Le 11 juin 2020, la société Poltronesofa France a accusé réception du courrier du 2 juin, indiqué qu’elle ne pouvait donner suite à la demande d’annulation et annoncé une livraison autour du 20 juillet 2020 ce que M. [V] a refusé par mail du 29 juin 2020 rappelant sa résolution du contrat.
Le 30 juin 2020, la société Poltronesofa France a, par courrier, relevé que la date de livraison n’avait pas été validée.
Une médiation a été tentée et a échoué.
Par acte en date du 6 octobre 2021, M. [V] a fait assigner la société Poltronesofa France devant le tribunal judiciaire de Paris en remboursement du prix du canapé et paiement des sommes de 3’000 euros à titre de dommages et intérêts et une indemnité sur le fondement de l’article 700 du code de procédure civile lequel, par jugement contradictoire du 22 février 2023, a :
– constaté la résolution par M. [V] du contrat de vente conclu avec la société Poltronesofa France 1e 21 janvier 2020,
– ordonné la restitution du prix de vente verse par M. [V] soit la somme dc 2 295,00 euros,
– condamné M. [V] à verser la somme de 2 295 euros à titre de dommages et intérêts à la société Poltronesofa France,
– ordonné la compensation entre ces deux sommes en application de l’article 1347-1 du code civil,
– débouté les parties de leurs autres et plus amples demandes,
– condamne M. [V] à verser à la société Poltronesofa France la somme de 1 500 euros en application de1’article 700 du code de procédure civile,
– condamné M. [V] aux dépens,
– rappelé que la décision était assortie de plein droit de l’exécution provisoire.
Il a relevé que M. [V] avait commandé le canapé le 21 janvier 2020, que le bon de commande annonçait une livraison dans un délai de neuf semaines soit une livraison au 24 mars 2020 mais qu’entre-temps, la pandémie du COVID-19 était intervenue entraînant la période de confinement et l’édiction de prorogation de délais par ordonnance du 25 mars 2020, concernant les délais arrivant à échéance entre le 12 mars et le 23 juin 2020 et que même si cette ordonnance ne pouvait être invoquée formellement, cette disposition légale montrait toutefois que la situation sanitaire avait été considérée comme une période particulière justifiant la mise en place d’une période juridiquement protégée entre le 12 mars et le 23 juin 2020 et que la société Poltronesofa France justifiait d’un cas de force majeure l’ayant privée de la possibilité d’honorer ses délais de livraison compte tenu de l’arrêt de son activité pendant plusieurs semaines et que M. [V] avait donc procédé à l’annulation de sa commande à ses risques et périls par courrier du 2 juin 2020 et ne pouvait invoquer les dispositions de l’article L. 216-2 du code de la consommation dès lors qu’il n’établissait pas de manquement de la société Poltronesofa France le retard n’étant pas de son fait.

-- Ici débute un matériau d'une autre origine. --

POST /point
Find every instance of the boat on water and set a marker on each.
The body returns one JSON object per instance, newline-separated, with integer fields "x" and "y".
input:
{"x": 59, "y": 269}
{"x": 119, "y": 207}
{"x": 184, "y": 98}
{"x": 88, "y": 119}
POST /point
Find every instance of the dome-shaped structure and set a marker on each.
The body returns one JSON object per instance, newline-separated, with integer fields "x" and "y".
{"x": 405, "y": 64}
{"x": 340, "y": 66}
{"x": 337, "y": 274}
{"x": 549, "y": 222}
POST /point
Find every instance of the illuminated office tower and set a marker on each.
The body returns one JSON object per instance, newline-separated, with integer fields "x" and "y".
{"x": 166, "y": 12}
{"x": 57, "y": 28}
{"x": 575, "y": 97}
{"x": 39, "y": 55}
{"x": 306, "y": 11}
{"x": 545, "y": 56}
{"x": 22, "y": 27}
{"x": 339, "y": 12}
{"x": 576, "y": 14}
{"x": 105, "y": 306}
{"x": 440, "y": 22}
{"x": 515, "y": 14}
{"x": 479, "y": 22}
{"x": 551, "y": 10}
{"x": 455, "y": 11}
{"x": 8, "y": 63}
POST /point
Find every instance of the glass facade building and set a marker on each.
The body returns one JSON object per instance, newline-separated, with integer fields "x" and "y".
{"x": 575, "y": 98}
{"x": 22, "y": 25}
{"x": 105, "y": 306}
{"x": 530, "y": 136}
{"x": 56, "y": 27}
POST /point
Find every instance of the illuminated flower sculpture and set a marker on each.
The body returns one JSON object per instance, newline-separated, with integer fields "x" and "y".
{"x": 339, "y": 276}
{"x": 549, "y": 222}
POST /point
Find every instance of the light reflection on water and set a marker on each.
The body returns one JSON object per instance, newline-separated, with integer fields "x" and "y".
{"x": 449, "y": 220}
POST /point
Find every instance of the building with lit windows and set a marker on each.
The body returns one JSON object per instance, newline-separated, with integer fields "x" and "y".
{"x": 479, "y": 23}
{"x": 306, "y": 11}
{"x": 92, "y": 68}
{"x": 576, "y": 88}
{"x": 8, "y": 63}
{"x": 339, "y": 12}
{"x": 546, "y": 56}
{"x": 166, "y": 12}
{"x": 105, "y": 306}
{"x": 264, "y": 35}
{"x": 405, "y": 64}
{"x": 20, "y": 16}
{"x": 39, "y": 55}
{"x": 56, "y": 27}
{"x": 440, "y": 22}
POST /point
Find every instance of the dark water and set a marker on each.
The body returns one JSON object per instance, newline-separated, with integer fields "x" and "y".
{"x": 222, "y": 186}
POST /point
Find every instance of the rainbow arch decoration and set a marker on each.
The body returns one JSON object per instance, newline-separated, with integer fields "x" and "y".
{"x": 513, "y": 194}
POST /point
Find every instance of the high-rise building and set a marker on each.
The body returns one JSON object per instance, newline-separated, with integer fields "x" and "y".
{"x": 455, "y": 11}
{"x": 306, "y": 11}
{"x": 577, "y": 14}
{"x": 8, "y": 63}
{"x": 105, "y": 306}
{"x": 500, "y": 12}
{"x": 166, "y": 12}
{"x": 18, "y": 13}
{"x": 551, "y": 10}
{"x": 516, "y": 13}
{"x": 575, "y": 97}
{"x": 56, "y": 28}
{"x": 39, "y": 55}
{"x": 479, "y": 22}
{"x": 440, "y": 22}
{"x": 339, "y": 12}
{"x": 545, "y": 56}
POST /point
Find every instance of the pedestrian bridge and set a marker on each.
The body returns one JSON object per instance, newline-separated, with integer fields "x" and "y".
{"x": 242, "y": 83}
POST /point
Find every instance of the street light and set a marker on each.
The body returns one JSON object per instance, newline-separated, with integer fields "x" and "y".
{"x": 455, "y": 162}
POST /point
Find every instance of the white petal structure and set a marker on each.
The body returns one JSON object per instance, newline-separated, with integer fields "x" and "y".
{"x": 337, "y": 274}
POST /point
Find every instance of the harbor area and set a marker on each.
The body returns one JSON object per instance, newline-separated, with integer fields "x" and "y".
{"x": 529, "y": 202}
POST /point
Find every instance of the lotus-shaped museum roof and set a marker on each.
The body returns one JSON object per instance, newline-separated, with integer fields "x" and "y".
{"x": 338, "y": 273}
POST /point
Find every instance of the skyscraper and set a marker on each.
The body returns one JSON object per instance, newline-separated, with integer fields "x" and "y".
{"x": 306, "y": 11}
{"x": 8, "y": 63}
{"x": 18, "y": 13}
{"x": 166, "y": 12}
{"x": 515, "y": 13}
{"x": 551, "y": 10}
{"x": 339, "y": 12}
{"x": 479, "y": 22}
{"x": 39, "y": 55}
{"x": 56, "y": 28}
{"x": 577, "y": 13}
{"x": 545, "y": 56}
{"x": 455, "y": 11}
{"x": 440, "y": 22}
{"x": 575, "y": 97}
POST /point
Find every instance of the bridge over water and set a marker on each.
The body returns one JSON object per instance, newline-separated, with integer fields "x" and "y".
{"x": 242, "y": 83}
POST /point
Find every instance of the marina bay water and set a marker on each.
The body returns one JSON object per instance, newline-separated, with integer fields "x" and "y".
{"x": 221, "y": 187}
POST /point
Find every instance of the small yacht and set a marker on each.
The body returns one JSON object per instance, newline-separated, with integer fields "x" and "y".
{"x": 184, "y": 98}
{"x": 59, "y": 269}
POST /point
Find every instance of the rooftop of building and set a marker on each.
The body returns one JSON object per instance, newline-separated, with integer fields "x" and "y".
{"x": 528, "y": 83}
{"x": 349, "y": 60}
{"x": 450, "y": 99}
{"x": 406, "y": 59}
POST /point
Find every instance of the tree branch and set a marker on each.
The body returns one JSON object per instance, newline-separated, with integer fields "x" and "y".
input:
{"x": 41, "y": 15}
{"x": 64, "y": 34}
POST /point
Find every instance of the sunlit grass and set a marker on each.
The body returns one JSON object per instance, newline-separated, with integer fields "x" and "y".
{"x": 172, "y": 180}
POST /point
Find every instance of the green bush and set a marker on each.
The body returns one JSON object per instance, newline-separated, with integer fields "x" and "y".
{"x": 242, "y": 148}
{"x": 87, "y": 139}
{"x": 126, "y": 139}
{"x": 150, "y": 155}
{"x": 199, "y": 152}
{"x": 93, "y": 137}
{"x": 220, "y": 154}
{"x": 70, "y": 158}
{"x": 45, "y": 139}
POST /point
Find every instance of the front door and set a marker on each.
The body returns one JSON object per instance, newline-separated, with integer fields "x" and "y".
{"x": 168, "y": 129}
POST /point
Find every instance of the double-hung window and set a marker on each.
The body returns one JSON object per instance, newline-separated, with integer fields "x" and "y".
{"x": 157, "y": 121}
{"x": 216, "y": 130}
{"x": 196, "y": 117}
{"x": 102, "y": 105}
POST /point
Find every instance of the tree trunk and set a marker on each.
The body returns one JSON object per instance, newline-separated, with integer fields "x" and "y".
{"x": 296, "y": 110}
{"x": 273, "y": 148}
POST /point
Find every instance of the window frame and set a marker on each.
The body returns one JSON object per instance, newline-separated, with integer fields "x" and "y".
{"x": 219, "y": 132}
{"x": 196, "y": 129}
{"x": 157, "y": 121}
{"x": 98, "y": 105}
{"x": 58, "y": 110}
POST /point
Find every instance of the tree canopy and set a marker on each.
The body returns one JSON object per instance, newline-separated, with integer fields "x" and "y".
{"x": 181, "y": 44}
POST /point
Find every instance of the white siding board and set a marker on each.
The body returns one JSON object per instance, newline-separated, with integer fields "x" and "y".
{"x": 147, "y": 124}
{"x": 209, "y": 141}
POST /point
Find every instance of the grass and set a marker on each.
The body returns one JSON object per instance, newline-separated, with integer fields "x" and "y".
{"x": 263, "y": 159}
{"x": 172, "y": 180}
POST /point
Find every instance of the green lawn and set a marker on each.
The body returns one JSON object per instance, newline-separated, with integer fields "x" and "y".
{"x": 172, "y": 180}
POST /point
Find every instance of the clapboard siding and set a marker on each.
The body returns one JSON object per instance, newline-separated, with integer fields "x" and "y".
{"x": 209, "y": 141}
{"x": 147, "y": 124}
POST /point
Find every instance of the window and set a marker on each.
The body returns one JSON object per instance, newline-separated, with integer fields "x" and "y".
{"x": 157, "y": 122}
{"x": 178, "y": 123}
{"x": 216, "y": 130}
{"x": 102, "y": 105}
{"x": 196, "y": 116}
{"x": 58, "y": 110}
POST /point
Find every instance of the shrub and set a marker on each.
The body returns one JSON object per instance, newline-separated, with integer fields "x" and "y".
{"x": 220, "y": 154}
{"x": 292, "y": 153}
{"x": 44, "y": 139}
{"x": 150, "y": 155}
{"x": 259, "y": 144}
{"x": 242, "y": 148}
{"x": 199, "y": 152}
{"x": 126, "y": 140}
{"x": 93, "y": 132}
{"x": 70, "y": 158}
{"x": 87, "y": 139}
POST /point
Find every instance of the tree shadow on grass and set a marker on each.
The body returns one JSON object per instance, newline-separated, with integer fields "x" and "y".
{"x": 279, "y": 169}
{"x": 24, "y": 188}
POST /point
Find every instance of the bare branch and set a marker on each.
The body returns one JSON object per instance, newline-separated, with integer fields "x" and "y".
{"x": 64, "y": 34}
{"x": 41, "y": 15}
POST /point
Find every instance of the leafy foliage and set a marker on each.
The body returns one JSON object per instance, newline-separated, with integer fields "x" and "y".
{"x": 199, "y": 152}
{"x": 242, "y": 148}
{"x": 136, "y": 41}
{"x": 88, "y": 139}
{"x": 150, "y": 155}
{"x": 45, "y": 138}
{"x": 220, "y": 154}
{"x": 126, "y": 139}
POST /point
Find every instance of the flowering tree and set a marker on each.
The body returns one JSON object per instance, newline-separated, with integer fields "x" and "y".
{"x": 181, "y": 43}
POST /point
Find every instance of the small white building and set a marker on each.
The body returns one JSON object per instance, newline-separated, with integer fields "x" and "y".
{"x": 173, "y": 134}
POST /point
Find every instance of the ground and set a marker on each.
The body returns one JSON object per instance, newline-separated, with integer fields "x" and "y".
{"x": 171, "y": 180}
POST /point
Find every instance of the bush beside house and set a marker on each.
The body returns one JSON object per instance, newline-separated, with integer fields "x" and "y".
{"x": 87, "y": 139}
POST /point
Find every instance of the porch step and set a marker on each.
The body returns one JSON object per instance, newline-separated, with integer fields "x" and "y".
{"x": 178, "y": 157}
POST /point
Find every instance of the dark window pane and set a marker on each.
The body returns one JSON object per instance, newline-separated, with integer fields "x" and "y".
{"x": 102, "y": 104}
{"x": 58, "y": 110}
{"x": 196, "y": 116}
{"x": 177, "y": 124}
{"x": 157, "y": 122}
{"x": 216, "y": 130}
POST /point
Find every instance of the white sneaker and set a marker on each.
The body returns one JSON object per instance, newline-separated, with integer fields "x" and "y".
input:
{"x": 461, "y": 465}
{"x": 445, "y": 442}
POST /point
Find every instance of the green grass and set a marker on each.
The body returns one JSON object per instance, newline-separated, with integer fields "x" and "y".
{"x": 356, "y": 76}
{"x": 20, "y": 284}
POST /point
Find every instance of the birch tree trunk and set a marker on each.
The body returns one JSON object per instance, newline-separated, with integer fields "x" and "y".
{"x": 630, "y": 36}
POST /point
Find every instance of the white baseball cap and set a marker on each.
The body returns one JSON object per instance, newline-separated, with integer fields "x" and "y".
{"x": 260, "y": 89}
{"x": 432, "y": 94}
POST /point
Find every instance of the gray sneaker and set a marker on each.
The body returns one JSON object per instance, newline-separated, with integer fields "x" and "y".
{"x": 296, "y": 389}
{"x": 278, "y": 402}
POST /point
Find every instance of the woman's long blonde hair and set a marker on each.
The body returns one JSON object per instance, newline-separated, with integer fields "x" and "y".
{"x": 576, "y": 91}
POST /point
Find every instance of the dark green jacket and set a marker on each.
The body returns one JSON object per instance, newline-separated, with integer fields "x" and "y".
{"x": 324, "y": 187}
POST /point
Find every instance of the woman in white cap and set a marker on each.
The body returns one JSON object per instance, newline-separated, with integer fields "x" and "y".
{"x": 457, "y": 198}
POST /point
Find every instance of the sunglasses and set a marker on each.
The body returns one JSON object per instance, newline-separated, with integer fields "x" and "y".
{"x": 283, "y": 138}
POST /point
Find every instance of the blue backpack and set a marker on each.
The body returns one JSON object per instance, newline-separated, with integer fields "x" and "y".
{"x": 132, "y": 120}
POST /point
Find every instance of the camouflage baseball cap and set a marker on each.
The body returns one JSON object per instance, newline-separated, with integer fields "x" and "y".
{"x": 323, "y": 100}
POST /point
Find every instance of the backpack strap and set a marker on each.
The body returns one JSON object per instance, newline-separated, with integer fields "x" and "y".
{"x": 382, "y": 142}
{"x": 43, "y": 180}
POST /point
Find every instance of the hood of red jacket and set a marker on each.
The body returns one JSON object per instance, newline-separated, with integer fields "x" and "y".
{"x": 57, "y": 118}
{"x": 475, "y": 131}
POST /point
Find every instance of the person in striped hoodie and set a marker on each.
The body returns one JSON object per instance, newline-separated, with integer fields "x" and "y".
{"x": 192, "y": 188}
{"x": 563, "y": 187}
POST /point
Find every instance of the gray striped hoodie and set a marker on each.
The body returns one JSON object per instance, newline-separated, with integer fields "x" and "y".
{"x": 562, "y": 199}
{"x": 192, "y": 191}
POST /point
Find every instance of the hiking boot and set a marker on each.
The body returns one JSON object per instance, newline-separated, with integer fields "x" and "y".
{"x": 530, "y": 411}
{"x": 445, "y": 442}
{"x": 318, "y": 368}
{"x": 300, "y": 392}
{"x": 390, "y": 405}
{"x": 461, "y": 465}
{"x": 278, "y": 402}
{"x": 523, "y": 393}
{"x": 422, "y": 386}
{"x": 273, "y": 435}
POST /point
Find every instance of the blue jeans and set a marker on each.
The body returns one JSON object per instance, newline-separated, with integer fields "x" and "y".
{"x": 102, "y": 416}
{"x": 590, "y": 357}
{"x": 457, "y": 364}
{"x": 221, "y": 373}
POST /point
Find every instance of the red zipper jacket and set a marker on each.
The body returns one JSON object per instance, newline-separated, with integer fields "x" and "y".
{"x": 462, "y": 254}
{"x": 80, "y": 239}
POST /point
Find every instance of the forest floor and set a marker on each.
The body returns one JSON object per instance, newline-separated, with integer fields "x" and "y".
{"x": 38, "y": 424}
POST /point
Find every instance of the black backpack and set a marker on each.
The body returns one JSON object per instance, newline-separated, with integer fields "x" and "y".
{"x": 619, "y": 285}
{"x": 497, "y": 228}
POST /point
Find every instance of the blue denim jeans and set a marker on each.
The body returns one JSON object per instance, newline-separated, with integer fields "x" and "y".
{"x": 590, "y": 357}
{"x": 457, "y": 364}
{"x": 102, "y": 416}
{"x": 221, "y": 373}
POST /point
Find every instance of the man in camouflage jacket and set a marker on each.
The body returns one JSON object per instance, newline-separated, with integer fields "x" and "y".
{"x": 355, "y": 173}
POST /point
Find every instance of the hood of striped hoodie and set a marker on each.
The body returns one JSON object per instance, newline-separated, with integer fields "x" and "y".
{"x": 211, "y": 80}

Il a estimé que la résolution avait été abusive et a condamné M. [V] à payer à la société Poltronesofa France des dommages et intérêts d’un montant équivalent à la restitution du prix de vente du fait de la résolution. Il a également condamné M. [V] au paiement des dépens et d’une indemnité sur le fondement de l’article 700 du code de procédure civile.
Par déclaration effectuée par voie électronique du 31 mars 2023, M. [V] a interjeté appel de cette décision.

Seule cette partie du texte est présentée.